A former officer in Indonesia's special forces has filed a complaint with the country's press council and police against prominent news magazine Tempo. In his filing Tuesday, Former Major General Chairawan Kadarsyah Nusyirwan said the magazine reported the involvement of former members of the Tim Mawar or the Rose Team, in riots last month.
Chairawan's lawyer, Herdiansyah, said the former soldier "feels harmed personally because he was a part of the (Rose Team)”, according to the news site Kompas.
The Rose Team is notorious for its involvement in several kidnappings of activists in 1997 and 1998, during the era of the so-called New Order under authoritarian President Suharto. Several of the unit's members, including Prabowo Subianto, who lost this year's presidential election to incumbent President Joko Widodo, were subsequently fired.
One of those named in Tempo's report on last month's riots is Fauka Noor Farid, one of Prabowo's underlings in the special forces. The magazine reported Fauka had said it would be beneficial if there were to be a confrontation between protesters and officers. The May 21 and 22 riots began as a peaceful protest against irregularities in this year's elections, but devolved into violence that left eight dead and more than 700 injured.

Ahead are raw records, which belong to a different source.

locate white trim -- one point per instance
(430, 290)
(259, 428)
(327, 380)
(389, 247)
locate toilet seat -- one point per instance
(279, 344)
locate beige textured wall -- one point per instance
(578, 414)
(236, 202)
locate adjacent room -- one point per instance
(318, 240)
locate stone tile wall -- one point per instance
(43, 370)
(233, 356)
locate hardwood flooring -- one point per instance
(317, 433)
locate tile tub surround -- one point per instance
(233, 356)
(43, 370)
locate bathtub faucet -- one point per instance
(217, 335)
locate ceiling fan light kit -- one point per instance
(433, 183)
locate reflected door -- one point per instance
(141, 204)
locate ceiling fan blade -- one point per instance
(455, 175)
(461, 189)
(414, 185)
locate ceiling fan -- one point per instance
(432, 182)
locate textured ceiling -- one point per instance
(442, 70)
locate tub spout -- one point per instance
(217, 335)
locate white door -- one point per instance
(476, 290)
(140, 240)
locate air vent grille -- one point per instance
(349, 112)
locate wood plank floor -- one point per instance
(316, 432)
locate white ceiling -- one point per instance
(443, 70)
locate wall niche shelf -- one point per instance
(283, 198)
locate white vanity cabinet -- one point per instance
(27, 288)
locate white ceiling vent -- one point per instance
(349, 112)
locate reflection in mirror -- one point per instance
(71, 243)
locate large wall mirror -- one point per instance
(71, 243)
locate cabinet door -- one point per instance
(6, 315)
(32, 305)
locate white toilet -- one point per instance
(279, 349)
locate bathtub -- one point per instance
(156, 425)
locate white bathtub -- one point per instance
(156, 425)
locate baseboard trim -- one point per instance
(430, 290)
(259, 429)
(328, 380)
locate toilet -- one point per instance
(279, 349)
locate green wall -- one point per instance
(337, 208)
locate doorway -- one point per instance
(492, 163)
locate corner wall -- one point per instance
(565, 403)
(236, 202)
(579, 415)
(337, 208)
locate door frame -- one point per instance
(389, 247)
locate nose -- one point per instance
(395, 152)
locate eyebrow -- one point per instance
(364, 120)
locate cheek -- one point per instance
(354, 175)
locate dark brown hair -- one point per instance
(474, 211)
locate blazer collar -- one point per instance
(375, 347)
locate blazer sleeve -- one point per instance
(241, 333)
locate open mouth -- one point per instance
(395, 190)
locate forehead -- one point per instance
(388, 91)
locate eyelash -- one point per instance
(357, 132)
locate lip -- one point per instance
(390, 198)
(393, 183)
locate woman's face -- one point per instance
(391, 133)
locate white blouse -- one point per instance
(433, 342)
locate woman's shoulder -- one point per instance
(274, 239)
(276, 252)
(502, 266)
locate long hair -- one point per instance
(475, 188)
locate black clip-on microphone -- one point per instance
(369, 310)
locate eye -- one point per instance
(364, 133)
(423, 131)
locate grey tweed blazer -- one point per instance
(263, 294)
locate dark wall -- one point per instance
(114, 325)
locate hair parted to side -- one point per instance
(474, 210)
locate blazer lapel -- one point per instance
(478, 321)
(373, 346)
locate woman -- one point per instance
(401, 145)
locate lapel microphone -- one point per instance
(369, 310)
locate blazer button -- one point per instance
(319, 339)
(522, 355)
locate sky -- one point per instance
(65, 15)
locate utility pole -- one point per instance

The magazine also reported cases of arms dealing and assassination attempts against several current Indonesia ministers.
Arif Zulkifli, Tempo magazine's editor-in-chief, told VOA his team's reports are "airtight, journalistically." He said, "We've had police reports on us relatively often. It's fine as long as the Press Council decides that we did nothing wrong."
This is not the first time Tempo has been attacked for its work.
In 2010, the 48-year-old magazine uncovered graft allegations of some high-ranking police officers that led unidentified people to fire bomb Tempo's office in Jakarta.
Tempo was temporarily disbanded in June 1994, along with two other publications, and its circulation was halted for four years after it published an investigation on Indonesia's dubious purchase of war ships.
Indonesia's press freedom
Tempo's history is emblematic of Indonesia's struggle for press freedom, granted finally in 1999 with the enactment of the Press Law.
During the authoritarian New Order era, stretching from 1966 to 1998, press freedom was virtually non-existent. It was not until 1998 that the special government-issued press license regulation was jettisoned by Suharto's replacement, President B.J. Habibie.
Though democracy restored press freedom, questions about uninhibited freedom linger.
"In the past couple of years that we've seen demonstrations in Jakarta, there were cases of violence against journalists. This was never resolved by the state apparatus," said Wisnu Prasetya Utomo, a researcher at the Digital Media and Communication Research Center (Decode) of the University of Gadjah Mada, "This is what makes our press freedom so fragile."
According to a report by the Indonesian Alliance of Independent Journalists, there were 64 cases of violence directed at journalists in 2018. The Reporters Without Borders' annual World Press Freedom Index puts Indonesia at 124 out of 180 countries listed.
The country also maintains restrictive access for foreign reporters on the easternmost island of Papua, a hotbed for military violence and struggles for independence. Indonesia also enforces the electronic information and transactions law, the closest legal standing it has to an online defamation law.
Today's print journalism in Indonesia is dogged by tighter competition with online media that led to the closure of more than 20 print publications from 2015 to 2017. But intimidation and litigation against news outlets has persisted since the New Order era, as shown by the case of Tuesday's police report.
"Because the cycle of impunity continues, this will keep happening," said Wisnu.